FitMetrics turns a handful of simple measurements into a complete picture of your metabolic health — body composition, calorie needs, macronutrient targets, heart rate zones, and a realistic weight-loss projection. Everything is calculated instantly in your browser using published, peer-reviewed formulas. Nothing you type is ever uploaded, stored, or shared.

What you enter

At minimum, the calculator needs your age, biological sex, height, and weight. Adding three tape measurements — waist, neck, and (for women) hip circumference — unlocks body fat percentage and body composition typing. The more measurements you provide, the more of the results cards appear. You can work in imperial (lbs/inches) or metric (kg/cm); the toggle at the top converts everything for you.

What it calculates

  • Body Mass Index (BMI) — your weight relative to height, using the standard WHO categories. A fast screen, but it can't tell muscle from fat, which is why we pair it with the measures below.
  • Basal Metabolic Rate (BMR) — the calories your body burns at complete rest, via the Mifflin-St Jeor equation, the most accurate predictive formula for modern populations.
  • Body Fat Percentage — estimated from your circumference measurements using the U.S. Navy method, a tape-measure technique validated against clinical reference methods to within about ±3–4%.
  • Waist-to-Height Ratio (WHtR) — a strong, simple predictor of cardiometabolic risk that captures central (belly) fat directly. The rule of thumb: keep your waist under half your height.
  • Body Composition Type — classifies your build using the Institute for Functional Medicine flow diagram, combining BMI, waist size, waist-to-hip ratio, and body fat into a single phenotype.
  • Protein & Macronutrient Targets — daily protein scaled to your activity and age, plus fat and carbohydrate splits for balanced, low-carb, keto, and other dietary approaches.
  • Heart Rate Zones — sex-specific maximum heart rate (Tanaka for men, Gulati for women) and your Zone 2 fat-burning range, rather than the dated and imprecise "220 − age" rule.
  • Weight-Loss Projection — a 52-week curve that recalculates your BMR each week as you lose weight, showing the natural plateau that every real diet produces instead of an unrealistic straight line.

How to read your results

These numbers are estimates based on population-level research, not clinical measurements — they're built for self-monitoring and for spotting trends over time, not for diagnosis.
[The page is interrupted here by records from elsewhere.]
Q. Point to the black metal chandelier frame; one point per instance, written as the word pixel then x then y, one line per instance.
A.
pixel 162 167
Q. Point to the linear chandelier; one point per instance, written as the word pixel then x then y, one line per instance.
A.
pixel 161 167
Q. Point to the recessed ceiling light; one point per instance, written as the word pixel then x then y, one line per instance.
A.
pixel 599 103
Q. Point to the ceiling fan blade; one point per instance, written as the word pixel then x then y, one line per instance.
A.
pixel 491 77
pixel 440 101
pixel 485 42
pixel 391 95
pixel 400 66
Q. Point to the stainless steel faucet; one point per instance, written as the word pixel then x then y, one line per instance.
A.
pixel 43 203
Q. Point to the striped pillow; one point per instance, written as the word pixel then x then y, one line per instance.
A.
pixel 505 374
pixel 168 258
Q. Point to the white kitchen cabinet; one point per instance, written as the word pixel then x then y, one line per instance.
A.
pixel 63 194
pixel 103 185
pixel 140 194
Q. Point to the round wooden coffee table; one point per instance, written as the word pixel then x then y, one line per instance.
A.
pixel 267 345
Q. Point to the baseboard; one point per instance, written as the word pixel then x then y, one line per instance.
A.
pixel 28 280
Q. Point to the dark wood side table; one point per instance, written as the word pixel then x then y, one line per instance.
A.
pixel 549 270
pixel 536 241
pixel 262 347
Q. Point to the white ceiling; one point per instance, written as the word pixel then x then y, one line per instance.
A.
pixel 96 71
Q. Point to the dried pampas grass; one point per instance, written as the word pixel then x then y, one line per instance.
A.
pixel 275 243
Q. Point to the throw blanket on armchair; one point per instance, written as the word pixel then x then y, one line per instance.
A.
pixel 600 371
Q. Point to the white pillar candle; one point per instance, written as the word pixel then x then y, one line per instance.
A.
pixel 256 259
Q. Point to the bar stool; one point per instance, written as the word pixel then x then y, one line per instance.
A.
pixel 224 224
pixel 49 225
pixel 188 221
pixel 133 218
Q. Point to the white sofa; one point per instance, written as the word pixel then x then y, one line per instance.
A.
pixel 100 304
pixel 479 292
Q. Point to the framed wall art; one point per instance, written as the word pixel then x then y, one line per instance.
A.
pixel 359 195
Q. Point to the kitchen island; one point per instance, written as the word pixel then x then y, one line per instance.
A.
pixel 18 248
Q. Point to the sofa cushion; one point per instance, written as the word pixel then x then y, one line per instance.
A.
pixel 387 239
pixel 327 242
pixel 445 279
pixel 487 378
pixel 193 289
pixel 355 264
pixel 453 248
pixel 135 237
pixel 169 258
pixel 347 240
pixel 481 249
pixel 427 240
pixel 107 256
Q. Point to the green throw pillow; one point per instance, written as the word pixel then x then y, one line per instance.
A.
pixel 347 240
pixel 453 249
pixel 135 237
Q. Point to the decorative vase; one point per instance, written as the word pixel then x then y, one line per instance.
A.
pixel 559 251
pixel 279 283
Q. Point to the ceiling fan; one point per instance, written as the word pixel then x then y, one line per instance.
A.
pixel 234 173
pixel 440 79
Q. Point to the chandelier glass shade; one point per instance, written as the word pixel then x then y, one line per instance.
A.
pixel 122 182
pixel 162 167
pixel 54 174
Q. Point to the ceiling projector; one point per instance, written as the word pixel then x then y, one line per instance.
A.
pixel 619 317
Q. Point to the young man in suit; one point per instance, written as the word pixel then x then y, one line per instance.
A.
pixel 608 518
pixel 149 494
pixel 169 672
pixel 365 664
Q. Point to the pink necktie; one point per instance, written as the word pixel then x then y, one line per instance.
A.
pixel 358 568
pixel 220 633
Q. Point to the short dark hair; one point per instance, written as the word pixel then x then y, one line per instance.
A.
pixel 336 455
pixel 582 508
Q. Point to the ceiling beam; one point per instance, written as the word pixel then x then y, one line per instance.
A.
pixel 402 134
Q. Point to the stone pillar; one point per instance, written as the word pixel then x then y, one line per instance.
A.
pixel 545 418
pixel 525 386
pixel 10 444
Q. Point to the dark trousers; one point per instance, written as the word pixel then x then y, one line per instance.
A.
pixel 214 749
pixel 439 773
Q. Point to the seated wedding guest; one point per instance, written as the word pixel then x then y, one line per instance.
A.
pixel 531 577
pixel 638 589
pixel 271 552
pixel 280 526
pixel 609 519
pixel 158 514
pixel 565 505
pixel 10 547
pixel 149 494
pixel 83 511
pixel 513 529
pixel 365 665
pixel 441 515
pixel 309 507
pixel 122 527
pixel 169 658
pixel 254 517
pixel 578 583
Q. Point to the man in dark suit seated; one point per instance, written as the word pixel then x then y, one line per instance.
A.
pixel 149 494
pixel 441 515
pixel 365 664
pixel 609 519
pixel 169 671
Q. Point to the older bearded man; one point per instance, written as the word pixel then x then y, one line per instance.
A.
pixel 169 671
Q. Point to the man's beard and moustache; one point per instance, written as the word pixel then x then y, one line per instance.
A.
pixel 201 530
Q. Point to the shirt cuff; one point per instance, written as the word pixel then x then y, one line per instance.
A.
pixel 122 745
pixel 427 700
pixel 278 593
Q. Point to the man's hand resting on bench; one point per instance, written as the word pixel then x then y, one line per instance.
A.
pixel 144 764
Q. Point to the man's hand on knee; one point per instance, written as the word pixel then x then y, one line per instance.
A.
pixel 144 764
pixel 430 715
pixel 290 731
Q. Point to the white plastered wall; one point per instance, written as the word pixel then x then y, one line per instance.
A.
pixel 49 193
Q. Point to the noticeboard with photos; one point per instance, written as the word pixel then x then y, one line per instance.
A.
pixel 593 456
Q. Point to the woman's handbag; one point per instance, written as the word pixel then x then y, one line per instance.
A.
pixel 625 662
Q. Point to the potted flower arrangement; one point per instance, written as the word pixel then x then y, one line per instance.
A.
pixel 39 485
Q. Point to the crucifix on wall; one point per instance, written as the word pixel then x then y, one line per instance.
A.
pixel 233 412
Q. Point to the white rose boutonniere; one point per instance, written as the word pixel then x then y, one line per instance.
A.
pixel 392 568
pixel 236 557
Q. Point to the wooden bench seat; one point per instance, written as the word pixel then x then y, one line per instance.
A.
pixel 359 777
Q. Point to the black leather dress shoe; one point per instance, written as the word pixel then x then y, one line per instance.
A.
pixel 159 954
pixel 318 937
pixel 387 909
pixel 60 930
Measurement technique matters most: take your circumference readings snug but not compressing, at the same point each time, and recheck monthly under the same conditions. Where the calculator shows a calorie deficit, note the minimum floors (about 1,200 kcal/day for women and 1,500 kcal/day for men) below which it isn't safe to eat without medical supervision.

The evidence behind every number

Every formula and threshold on this page has a published source. The About page documents each one in detail — the equations, the studies that validated them, and their known limitations — and our blog goes deeper on topics like interpreting your waist-to-height ratio, why Zone 2 training matters, and how to measure your body circumference accurately.


FitMetrics is not a medical device and does not provide medical advice. All calculations are estimates and may not reflect individual variation. Consult a qualified healthcare provider before making significant changes to your diet or exercise program.